This Power Skill uses the AutoML trained vision model output from the Azure Machine Learning Data Labelling project
The Data Labelling functionality of AML is an AutoML process that, if the project is running, will automatically select
a model architecture, split your datasets and train your model. If you further label more data, the model will be re-
trained and the best performing model will be published. This PowerSkill has a parameter, namely GET_LATEST_MODEL
that
will connect to your AML workspace at startup to see whether a better performing model is available, and if there is,
will download it and use it for inference.
This skill is ideal for:
- Exploring your data to quickly classify images during your data exploration phase
- Using in conjunction with Custom Vision Classification to further classify and extract insights from your data
- Working with video where individual keyframes are extracted for analysis
- Creating an interactive vision ML project where are you label and train more models, the PowerSkill downloads your latest and best model automatically for inference
In addition to the common requirements described in the root README.md file, this Power Skill requires access to an AML Workspace and data labelling project.

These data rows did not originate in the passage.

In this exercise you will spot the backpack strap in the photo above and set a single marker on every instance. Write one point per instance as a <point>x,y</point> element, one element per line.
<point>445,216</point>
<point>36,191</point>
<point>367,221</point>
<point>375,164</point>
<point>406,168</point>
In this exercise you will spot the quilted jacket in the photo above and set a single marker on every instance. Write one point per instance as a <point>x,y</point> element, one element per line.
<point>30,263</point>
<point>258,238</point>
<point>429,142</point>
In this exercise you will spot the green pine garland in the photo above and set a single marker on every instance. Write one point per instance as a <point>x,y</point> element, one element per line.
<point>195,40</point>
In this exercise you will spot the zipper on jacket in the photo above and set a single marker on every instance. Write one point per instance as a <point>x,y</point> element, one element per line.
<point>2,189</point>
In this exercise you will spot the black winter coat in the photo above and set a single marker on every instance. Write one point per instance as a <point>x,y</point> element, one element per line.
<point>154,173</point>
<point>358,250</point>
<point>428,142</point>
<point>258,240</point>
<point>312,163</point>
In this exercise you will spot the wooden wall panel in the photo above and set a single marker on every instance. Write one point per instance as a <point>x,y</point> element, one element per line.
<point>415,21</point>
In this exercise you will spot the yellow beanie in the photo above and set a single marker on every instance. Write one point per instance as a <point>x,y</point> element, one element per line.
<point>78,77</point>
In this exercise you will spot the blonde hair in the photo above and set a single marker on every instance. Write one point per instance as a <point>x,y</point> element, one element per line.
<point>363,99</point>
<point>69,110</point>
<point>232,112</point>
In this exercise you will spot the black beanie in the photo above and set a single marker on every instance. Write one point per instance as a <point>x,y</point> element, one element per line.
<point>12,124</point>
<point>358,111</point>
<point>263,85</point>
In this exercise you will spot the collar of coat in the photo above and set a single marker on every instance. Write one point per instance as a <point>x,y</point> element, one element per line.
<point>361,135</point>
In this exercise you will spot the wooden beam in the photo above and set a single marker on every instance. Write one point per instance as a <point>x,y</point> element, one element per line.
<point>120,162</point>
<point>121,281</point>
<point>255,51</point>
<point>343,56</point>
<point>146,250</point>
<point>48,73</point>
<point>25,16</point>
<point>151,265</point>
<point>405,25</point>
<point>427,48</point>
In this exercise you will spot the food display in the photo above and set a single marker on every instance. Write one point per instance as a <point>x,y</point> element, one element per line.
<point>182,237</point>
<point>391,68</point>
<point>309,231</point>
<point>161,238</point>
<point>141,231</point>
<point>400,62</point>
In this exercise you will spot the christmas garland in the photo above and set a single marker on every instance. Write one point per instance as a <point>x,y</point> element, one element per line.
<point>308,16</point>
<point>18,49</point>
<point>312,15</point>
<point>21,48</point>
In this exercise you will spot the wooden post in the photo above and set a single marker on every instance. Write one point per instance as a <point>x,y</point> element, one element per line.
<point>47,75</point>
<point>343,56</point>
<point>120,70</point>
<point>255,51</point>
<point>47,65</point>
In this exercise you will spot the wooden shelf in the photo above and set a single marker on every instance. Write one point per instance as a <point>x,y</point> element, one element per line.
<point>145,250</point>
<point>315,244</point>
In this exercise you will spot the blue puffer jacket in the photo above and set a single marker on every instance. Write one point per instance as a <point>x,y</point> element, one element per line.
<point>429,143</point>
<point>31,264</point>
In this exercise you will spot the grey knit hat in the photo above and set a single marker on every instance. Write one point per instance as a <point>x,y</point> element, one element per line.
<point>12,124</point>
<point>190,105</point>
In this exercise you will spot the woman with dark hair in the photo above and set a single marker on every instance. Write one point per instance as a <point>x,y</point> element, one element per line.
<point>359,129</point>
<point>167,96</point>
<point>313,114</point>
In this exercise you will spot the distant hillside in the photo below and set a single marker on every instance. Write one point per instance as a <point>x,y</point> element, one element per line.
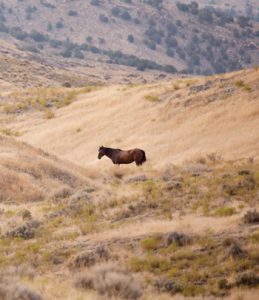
<point>168,36</point>
<point>172,120</point>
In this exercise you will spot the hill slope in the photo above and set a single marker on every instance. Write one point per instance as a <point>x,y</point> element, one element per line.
<point>173,121</point>
<point>162,35</point>
<point>31,175</point>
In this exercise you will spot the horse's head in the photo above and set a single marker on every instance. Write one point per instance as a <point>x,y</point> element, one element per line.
<point>101,152</point>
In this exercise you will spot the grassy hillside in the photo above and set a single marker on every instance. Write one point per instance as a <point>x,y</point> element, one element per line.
<point>168,36</point>
<point>173,121</point>
<point>170,233</point>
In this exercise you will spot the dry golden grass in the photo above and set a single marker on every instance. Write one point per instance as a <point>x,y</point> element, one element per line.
<point>172,130</point>
<point>205,198</point>
<point>28,174</point>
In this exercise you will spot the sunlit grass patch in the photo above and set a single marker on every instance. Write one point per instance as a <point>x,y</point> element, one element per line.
<point>225,211</point>
<point>152,98</point>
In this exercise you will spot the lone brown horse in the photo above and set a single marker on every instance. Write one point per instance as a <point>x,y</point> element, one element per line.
<point>119,156</point>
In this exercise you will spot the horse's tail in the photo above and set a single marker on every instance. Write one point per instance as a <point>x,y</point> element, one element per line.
<point>142,158</point>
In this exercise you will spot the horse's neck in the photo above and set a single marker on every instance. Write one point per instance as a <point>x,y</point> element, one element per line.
<point>109,152</point>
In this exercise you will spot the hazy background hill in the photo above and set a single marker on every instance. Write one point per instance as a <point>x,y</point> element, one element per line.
<point>202,37</point>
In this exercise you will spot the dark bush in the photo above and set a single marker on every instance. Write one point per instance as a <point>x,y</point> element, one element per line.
<point>130,38</point>
<point>38,37</point>
<point>18,33</point>
<point>89,39</point>
<point>125,15</point>
<point>183,7</point>
<point>171,42</point>
<point>116,11</point>
<point>72,13</point>
<point>103,18</point>
<point>95,2</point>
<point>252,216</point>
<point>59,25</point>
<point>171,28</point>
<point>205,16</point>
<point>151,45</point>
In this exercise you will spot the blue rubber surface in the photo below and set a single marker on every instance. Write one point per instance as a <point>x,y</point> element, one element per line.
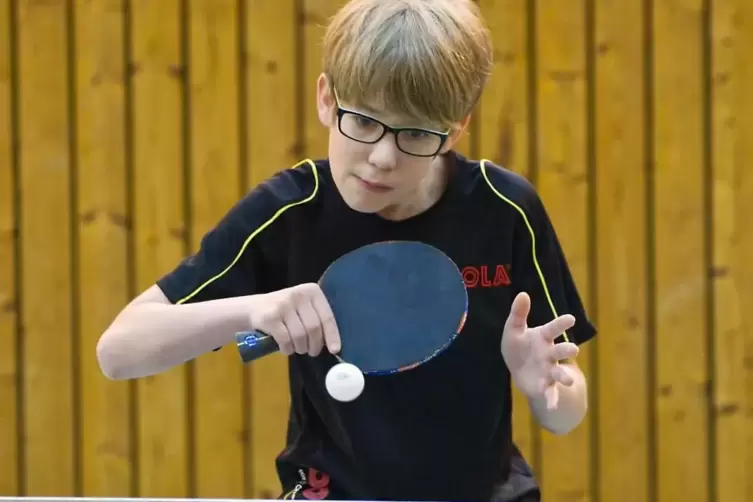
<point>396,304</point>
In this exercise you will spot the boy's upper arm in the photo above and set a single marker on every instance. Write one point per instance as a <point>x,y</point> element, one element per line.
<point>231,254</point>
<point>541,270</point>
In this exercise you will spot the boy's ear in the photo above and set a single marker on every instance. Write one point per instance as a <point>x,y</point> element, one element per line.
<point>325,101</point>
<point>456,134</point>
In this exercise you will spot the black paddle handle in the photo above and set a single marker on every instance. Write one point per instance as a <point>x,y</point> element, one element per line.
<point>254,345</point>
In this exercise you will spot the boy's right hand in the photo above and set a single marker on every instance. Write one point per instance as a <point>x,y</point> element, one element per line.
<point>298,318</point>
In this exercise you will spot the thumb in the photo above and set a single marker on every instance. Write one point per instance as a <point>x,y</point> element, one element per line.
<point>518,318</point>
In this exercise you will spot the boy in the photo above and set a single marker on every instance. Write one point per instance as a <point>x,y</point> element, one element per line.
<point>400,80</point>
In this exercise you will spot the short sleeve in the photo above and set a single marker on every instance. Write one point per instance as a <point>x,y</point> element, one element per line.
<point>541,270</point>
<point>229,259</point>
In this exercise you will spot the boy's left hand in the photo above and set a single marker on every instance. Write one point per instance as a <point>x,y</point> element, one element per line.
<point>531,354</point>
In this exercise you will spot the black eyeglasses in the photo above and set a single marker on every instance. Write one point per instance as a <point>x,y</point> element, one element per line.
<point>365,129</point>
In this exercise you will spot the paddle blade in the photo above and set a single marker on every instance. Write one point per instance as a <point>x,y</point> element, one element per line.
<point>397,304</point>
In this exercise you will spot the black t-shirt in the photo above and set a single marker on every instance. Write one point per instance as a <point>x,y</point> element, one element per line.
<point>443,430</point>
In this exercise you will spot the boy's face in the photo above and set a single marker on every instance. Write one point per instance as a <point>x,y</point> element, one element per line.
<point>380,177</point>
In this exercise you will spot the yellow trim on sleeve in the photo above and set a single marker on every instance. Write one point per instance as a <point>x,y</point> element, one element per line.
<point>533,239</point>
<point>258,230</point>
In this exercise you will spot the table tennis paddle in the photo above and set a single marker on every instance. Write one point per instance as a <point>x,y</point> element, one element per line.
<point>397,304</point>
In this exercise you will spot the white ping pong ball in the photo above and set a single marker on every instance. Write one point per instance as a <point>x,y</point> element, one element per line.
<point>344,382</point>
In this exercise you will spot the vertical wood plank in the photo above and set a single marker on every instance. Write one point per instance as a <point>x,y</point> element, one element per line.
<point>272,144</point>
<point>159,229</point>
<point>504,124</point>
<point>743,209</point>
<point>316,15</point>
<point>8,265</point>
<point>45,174</point>
<point>620,214</point>
<point>730,165</point>
<point>103,241</point>
<point>215,180</point>
<point>564,185</point>
<point>681,324</point>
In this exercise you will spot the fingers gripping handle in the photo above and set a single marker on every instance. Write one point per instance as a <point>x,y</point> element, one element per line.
<point>254,345</point>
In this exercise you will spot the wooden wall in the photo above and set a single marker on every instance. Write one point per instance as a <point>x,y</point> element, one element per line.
<point>127,128</point>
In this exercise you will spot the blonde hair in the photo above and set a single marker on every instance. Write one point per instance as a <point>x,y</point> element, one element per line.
<point>424,59</point>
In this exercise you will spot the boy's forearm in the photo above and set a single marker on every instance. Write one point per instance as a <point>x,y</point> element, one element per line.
<point>149,338</point>
<point>572,405</point>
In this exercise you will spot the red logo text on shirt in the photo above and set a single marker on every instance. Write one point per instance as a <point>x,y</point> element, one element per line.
<point>486,276</point>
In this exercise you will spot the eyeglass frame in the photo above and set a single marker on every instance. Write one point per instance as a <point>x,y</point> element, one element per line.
<point>341,111</point>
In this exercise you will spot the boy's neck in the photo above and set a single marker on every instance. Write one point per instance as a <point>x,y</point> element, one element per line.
<point>428,193</point>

This PowerSkill will download your latest model from a running AML data labelling project, which means you can test changes quickly with an interactive pipeline.
To run this PowerSkill you will need:
- docker
- An Azure Blob storage container
- A provisioned Azure Cognitive Search (ACS) instance
- A provisioned Azure Container Registry
- A Cognitive Services key in the region you deploy ACS to
- An AML Workspace with a Data Labelling project running
Below is a full working example that you can get working end to end on sample data.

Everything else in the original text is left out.